Поднимаю взгляд, совершенно машинально запрокидываю голову и гляжу прямо в потолок. Благодарю Тебя, Господи, тихонько говорю я, возношу Ему тихую благодарность, сглатываю комок в горле, жду. Чувствую, как уголки рта растягиваются в легкой улыбке, опускаю голову, опять гляжу прямо перед собой, улыбаюсь и чувствую, как все мое существо наполняется радостью и благодарностью, сейчас я напишу мейл, разузнаю, чем лучше всего могу помочь Давиду, трудно сказать, много ли у меня осталось времени, может, месяц, а может, полгода, говорил д-р Клауссен, но, во всяком случае, оставшийся срок я использую, чтобы помочь Давиду. Помочь Давиду и помочь самому себе, бормочу я. Ведь помогая Давиду, я помогу и себе, ведь имея ради кого жить, как раз и становишься человеком, банально, но правда, не имея же никого, ради кого стоит жить, мы перестаем существовать, давний Арвид исчез, когда потерял близких, и только с Божией помощью сумел воскреснуть, славя Господа и творение Господне, я воскрес, любить ближнего как самого себя — значит славить творение Господне и Господа, только так можно спасти себя.
Утром 11 августа 1989 года, когда мама примеряла новые туфли в обувном магазине Уле Брююна Ульсена, у нее лопнула аорта, она упала и умерла.

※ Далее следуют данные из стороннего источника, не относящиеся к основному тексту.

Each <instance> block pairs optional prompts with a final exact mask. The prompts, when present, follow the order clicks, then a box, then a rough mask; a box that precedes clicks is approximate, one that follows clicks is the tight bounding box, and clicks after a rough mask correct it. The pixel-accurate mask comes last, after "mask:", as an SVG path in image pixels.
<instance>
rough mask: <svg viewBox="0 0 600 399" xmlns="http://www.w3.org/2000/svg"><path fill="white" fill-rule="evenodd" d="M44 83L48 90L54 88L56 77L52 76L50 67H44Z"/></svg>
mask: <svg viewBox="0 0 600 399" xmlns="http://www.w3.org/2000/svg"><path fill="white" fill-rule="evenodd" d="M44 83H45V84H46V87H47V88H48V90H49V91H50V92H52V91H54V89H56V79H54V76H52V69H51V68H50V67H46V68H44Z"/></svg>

Еще когда она была жива, я временами пытался представить себе, какова будет моя реакция, если она умрет раньше меня, и тогда чувствовал вроде как приподнятость, в которой не хотел себе признаваться и из-за которой всегда испытывал угрызения совести. Конечно же я знал, что потеря мамы станет для меня тяжелейшим ударом, однако мысль о том, что я смогу делать что захочу и избавлюсь от обязанностей, связанных с браком, порой казалась заманчивой и интересной. Но когда мама вправду умерла, ничего подобного не было. Ни малейшего проблеска интереса или опьянения свободой — ни сразу после ее смерти, ни позднее, когда я начал понемногу приходить в себя. Без нее было просто ужасно. Чтобы облегчить бремя утраты, я пытался злиться на маму, пытался убедить себя, что на самом деле она меня не любила, хотела бросить меня и жить с Самуэлем, если б он ее не обманул. Но ничего не получалось, историю с Самуэлем она превозмогла задолго до смерти, и если вообще было что прощать, то я давным-давно ее простил. Как она всегда прощала малые и большие ошибки, какие совершал я. Помню, пытаясь злиться на нее, я вспоминал всякие черты, раздражавшие меня в ней, такую стратегию, как я слыхал, эксперты по семейной жизни рекомендовали людям, которым предстояло пройти через развод. Думал о том, что нередко она норовила вызвать у меня угрызения совести, спеша взяться за дела, вообще-то входившие в мои обязанности, так как, по ее мнению, я не слишком торопился их выполнять. Думал о том, что в обществе своих подруг она веселилась и хихикала над разными глупостями и веселилась еще больше, когда замечала, что это действует мне на нервы. Думал о том, что она храпела, и что курила тайком, и что неправильно выговаривала иные иностранные слова или же употребляла их совершенно не к месту, и что я всегда сгорал со стыда, когда такое случалось при людях. Но поскольку ничего более серьезного я вспомнить не мог, стратегия оказывала едва ли не противоположное действие. Мне вспоминались сущие пустяки, которые лишь подчеркивали, как хорошо нам с мамой было вместе, а оттого я горевал пуще прежнего. Страшновато написать, но впоследствии я не раз ловил себя на мысли, что все это безнадежно сентиментально, и тем не менее берег подушку, на которой она спала. Каждую ночь, наверно целый год, а то и два после ее смерти, я спал на ее подушке, надеялся, что смогу встретиться с нею во сне.